A Igreja Católica recebe taxas dos moradores do pequeno município de Coruripe, em Alagoas. O local foi terra dos índios caetés, lembrados por terem promovido o mais conhecido “banquete antropofágico” do país. Segundo o pároco local, Pedro Silva, atualmente o valor arrecadado com os “impostos territoriais” é de cerca de R$ 1,2 mil por ano. Em 16 de junho de 1556, os caetés devoraram o primeiro bispo do Brasil, dom Pedro Fernandes de Sardinha, e 90 tripulantes que naufragaram com ele na região.


Disponível em: https://www1.folha.uol.com.br/fol/brasil500/report_1.htm. Acesso em: 8 fev. 2026.


O episódio do naufrágio e morte do bispo dom Pedro Fernandes de Sardinha (1556), nas terras dos caetés, foi amplamente registrado pelos cronistas coloniais e permanece como uma narrativa marcante.

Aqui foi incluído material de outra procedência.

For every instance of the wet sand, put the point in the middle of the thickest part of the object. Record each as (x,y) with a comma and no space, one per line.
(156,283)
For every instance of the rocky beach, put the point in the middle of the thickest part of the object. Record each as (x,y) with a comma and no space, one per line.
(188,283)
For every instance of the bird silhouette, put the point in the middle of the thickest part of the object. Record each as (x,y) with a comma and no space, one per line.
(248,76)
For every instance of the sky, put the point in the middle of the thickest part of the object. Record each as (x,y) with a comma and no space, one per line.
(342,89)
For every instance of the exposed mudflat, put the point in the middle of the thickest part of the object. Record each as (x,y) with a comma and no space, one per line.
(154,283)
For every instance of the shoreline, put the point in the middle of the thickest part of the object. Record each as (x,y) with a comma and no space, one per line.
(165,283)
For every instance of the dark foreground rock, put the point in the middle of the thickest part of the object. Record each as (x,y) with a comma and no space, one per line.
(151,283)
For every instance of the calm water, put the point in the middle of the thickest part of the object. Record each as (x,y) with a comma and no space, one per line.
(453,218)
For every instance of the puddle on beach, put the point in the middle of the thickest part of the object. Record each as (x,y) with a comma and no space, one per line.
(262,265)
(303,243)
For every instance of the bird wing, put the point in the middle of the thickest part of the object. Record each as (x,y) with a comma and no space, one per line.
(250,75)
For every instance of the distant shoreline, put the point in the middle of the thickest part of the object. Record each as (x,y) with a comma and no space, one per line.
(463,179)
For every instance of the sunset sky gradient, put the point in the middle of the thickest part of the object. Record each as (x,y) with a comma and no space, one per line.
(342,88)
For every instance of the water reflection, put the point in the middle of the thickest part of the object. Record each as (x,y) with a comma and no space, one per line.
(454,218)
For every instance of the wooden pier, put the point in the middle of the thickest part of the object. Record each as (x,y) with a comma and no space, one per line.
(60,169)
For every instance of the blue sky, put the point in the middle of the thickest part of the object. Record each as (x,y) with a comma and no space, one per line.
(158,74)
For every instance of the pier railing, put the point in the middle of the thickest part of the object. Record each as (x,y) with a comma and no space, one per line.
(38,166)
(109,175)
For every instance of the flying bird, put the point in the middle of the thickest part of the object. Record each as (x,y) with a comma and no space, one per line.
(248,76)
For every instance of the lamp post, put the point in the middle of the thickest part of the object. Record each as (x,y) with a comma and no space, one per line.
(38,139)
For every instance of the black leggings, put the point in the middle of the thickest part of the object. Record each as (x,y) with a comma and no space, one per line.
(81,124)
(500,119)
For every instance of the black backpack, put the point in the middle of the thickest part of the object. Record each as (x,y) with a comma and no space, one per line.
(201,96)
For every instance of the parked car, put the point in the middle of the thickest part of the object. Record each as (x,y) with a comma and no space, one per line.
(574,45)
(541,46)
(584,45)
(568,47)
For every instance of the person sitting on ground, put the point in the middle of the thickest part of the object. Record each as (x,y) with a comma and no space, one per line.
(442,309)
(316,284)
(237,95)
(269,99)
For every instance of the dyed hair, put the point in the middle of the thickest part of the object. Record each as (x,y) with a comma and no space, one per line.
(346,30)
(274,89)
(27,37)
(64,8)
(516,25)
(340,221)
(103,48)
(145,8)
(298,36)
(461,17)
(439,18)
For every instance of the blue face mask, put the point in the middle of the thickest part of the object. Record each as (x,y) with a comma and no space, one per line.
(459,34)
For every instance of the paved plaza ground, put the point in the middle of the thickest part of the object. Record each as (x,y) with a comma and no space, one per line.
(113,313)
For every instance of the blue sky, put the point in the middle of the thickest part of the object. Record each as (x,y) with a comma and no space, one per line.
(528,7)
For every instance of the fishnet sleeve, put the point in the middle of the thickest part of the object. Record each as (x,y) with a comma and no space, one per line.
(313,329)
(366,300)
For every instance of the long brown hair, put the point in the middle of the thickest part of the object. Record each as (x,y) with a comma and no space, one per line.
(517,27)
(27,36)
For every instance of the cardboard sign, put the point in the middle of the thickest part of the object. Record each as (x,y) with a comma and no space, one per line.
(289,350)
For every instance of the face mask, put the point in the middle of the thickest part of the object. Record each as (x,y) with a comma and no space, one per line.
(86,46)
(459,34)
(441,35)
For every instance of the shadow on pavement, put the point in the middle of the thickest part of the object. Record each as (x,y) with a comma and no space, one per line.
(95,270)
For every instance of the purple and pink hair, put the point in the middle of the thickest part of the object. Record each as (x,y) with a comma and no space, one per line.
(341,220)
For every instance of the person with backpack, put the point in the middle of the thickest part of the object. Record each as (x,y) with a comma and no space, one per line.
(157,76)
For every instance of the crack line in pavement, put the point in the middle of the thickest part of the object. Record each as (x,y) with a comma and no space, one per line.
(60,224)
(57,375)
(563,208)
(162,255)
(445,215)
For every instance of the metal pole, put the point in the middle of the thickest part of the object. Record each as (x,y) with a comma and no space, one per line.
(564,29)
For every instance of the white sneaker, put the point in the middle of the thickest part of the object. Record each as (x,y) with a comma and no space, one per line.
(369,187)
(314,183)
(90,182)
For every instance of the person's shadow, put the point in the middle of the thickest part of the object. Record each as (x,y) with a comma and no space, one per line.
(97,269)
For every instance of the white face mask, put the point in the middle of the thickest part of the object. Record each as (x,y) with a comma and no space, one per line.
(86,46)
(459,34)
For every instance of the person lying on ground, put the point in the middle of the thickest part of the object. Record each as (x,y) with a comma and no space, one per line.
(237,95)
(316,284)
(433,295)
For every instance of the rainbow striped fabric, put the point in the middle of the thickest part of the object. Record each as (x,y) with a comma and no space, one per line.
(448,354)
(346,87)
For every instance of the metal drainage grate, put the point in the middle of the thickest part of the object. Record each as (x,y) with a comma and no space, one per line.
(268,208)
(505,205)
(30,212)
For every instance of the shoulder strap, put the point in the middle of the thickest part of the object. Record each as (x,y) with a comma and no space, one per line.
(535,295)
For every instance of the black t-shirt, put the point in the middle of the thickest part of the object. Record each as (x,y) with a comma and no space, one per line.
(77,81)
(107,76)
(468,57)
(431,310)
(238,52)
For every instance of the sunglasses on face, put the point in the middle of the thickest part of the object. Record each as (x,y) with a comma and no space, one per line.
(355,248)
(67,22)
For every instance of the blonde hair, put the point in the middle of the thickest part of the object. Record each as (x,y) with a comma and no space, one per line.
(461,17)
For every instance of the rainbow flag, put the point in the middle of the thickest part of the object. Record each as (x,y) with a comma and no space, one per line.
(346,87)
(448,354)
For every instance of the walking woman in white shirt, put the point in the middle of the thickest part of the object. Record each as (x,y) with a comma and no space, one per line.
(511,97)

A partir do fragmento jornalístico e à luz da historiografia crítica sobre o século XVI, é correto afirmar que


A

os caetés foram os únicos povos indígenas do Brasil Colonial a praticar antropofagia ritual, o que explica a violência específica da represália portuguesa.


B

a acusação de antropofagia contra os caetés foi um acontecimento isolado, sem relação com os interesses econômicos e políticos portugueses na região.


C

o episódio serviu como justificativa moral e legal para a guerra de extermínio e de escravização dos caetés, inserindo-se na estratégia colonial de dominação territorial.


D

o naufrágio de Sardinha representou o ápice de uma guerra prolongada, iniciada pelos caetés contra a presença portuguesa, motivada por disputas religiosas.


E

a Igreja Católica utilizou o fato exclusivamente para fins de evangelização pacífica, resultando na integração harmoniosa dos caetés à sociedade colonial.